Anastasiya Winkel est mariée à son mari Malte depuis près de cinq ans. Il y a un an, elle a reçu son certificat de naturalisation allemande. Elle s’est rendue aux Jeux olympiques de Tokyo avec Luise Wanser et a raté une éventuelle médaille au 470 en raison d’une double disqualification à la sixième place.
aider les personnes en fuite
Tout cela est bien loin depuis le 24 février. La guerre d’agression de Vladimir Poutine en Ukraine a rattrapé Anastasiya Winkel à Kiel. Elle s’inquiète pour sa mère et sa grand-mère dans sa région natale de Louhansk et pour son frère Vladislav à Kiev, avec qui elle perd constamment le contact. Parallèlement, Anastasiya Winkel aide les personnes en fuite.
Elle a déjà hébergé plus de 40 réfugiés à Kiel, Hambourg, près de Neumünster, en Espagne et en Italie. Des collègues de la voile comme le médaillé de bronze olympique en 49er Erik Heil, le Barcelona Sailing Center ou un voilier italien aident avec les quartiers privés.
“Ce sont surtout des femmes et des enfants qui arrivent ici avec peu ou rien”, rapporte Anastasiya Winkel. “Ils ont peur, sont gravement traumatisés par les bombardements et ont fui l’incroyable horreur. Ils peuvent utiliser n’importe quelle aide.” Il est important que les réfugiés soient logés à proximité de la ville ou des transports en commun, “car sinon les réfugiés resteraient isolés sans voiture et surtout sans compétences linguistiques”.
Affrontez l’horreur de la guerre avec l’humanité
La guerre a affecté l’environnement de Winkel de plusieurs façons. Un ami de Berlin a rendu visite à sa famille à Marioupol juste avant le début de la guerre. “Il ne pouvait pas s’enfuir. Il est entré en contact la première semaine, puis plus longtemps. Nous étions tellement inquiets”, dit-elle.

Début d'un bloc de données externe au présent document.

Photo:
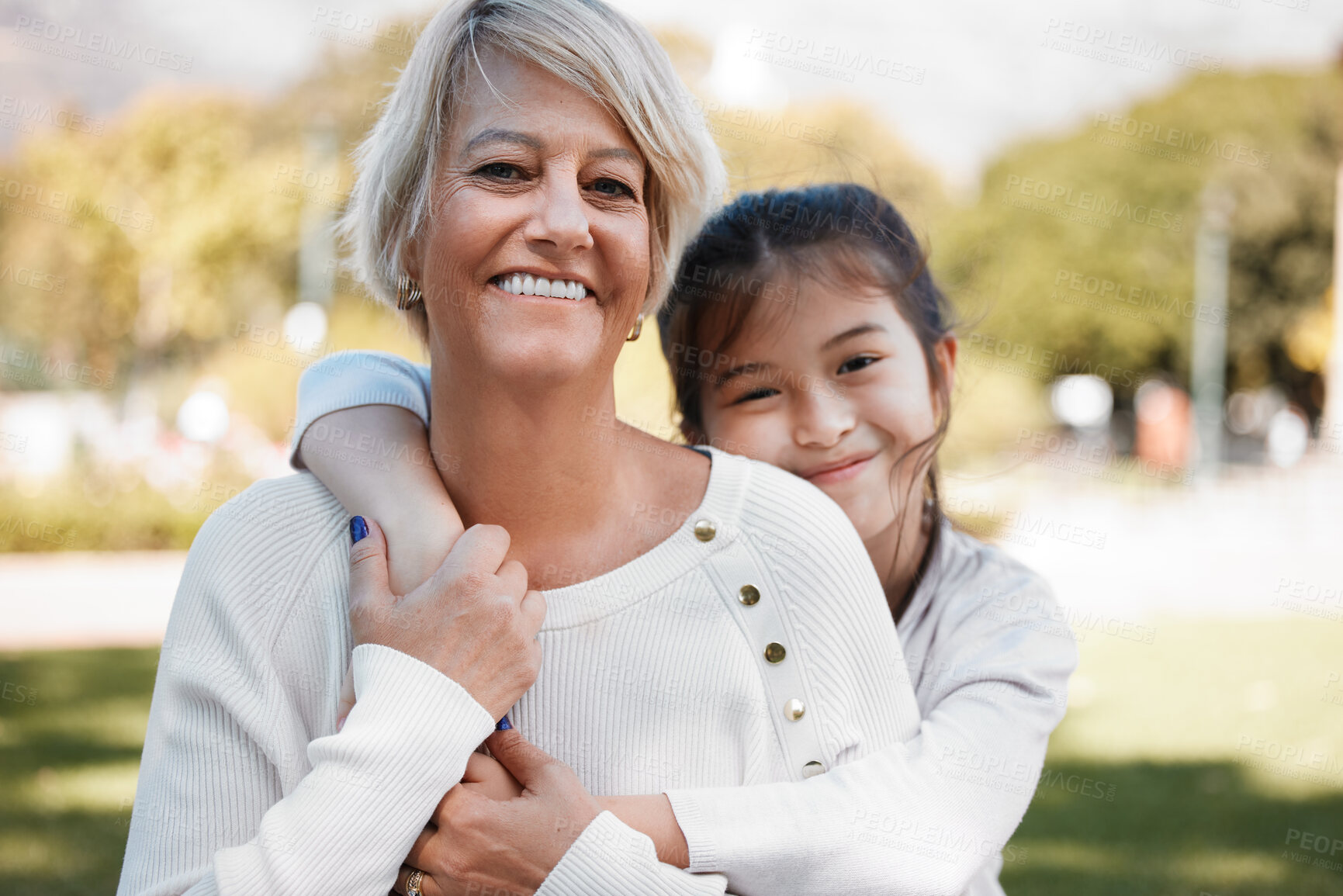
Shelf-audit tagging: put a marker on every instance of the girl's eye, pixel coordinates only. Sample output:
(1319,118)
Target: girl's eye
(857,363)
(611,187)
(756,394)
(501,171)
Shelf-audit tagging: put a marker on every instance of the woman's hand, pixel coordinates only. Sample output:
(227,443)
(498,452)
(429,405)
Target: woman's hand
(474,620)
(403,490)
(488,777)
(477,844)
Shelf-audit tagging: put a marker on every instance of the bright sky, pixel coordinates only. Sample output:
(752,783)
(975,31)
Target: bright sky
(957,78)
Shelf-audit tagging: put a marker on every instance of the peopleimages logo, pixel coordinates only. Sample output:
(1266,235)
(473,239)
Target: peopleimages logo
(1162,136)
(1098,203)
(71,38)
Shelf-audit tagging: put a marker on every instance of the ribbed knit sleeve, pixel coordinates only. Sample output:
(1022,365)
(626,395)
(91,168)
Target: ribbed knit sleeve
(926,815)
(351,379)
(244,786)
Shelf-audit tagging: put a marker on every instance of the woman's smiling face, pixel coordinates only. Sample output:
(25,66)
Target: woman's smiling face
(834,390)
(538,182)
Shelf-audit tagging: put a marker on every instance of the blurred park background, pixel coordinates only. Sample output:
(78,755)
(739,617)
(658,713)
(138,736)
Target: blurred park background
(1134,207)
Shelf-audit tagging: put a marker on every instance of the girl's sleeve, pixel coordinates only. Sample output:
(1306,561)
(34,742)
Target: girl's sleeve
(349,379)
(244,786)
(920,817)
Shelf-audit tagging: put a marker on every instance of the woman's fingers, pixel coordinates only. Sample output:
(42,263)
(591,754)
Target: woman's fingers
(427,884)
(347,699)
(367,569)
(418,857)
(532,611)
(514,576)
(489,778)
(481,547)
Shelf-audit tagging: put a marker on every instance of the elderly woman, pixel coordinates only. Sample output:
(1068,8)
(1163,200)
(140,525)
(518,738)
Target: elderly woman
(525,198)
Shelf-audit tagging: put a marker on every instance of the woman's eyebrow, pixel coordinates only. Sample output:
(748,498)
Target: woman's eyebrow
(500,135)
(617,152)
(852,332)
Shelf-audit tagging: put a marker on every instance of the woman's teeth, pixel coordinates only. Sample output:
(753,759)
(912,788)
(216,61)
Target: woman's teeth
(528,285)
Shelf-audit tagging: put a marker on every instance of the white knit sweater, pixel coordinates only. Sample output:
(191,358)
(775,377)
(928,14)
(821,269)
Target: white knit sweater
(988,653)
(653,677)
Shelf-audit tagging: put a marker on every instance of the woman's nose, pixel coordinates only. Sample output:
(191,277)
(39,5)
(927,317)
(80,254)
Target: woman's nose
(821,420)
(560,223)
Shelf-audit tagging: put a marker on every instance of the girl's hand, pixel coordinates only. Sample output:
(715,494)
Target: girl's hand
(474,620)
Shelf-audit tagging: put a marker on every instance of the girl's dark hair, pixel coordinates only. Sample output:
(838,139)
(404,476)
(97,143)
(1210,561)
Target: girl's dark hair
(759,247)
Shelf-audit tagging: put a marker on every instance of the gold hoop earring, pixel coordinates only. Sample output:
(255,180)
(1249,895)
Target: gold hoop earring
(407,293)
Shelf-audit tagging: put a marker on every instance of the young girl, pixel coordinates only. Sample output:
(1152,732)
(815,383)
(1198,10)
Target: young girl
(804,330)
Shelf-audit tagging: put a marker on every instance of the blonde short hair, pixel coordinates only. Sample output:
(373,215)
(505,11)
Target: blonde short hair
(584,43)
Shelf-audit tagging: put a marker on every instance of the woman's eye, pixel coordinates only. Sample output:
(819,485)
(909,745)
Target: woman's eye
(611,187)
(857,363)
(756,394)
(501,171)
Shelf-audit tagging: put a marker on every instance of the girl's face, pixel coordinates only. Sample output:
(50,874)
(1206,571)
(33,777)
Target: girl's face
(834,390)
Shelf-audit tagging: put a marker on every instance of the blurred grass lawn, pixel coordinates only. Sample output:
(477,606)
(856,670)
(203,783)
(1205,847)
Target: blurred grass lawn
(1157,721)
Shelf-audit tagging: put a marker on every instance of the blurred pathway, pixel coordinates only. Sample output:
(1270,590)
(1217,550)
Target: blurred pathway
(1262,543)
(77,600)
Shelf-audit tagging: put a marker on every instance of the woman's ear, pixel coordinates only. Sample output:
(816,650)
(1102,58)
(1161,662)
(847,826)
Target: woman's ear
(411,260)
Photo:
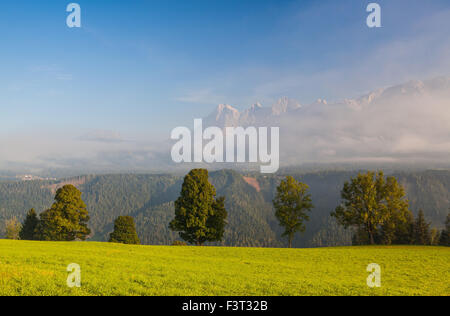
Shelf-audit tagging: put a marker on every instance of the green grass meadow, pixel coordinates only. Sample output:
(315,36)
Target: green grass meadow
(39,268)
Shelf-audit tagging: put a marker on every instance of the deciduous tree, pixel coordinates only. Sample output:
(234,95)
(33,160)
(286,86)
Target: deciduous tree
(292,204)
(29,226)
(124,231)
(199,216)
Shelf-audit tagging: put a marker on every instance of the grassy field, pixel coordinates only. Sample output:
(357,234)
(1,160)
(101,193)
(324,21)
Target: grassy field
(39,268)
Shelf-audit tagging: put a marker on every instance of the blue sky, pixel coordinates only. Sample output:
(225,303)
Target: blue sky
(148,66)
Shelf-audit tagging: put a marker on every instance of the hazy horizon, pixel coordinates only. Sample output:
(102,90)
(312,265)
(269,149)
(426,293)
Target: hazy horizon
(107,95)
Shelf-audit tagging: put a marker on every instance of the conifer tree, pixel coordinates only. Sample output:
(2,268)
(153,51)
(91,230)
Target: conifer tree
(199,216)
(67,219)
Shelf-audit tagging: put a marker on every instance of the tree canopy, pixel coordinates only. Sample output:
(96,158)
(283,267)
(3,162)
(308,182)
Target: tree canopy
(124,231)
(199,216)
(292,202)
(371,203)
(29,226)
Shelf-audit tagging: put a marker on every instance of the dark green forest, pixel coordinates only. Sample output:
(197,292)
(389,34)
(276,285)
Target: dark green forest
(149,199)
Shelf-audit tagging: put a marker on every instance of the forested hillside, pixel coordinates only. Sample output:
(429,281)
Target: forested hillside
(149,199)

Entre-temps, d’autres brefs contacts ont eu lieu. Sans électricité, eau et gaz, la situation est dévastatrice, dit Anastasiya Winkel à propos des conditions telles qu’elles lui sont décrites. “Les gens ne peuvent cuisiner à l’extérieur près du feu que de temps en temps s’ils osent. Et peut-être recharger leur téléphone portable dans la voiture. Si vous osez y aller du tout.”
Le marin de classe mondiale tente de rencontrer l’horreur de la guerre avec l’humanité. Son sport et le solide réseau de marins l’aident. “La solidarité des marins envers le peuple ukrainien est incroyable”, déclare Malte Winkel. “Nous ne pouvons qu’espérer que la situation s’améliorera bientôt.”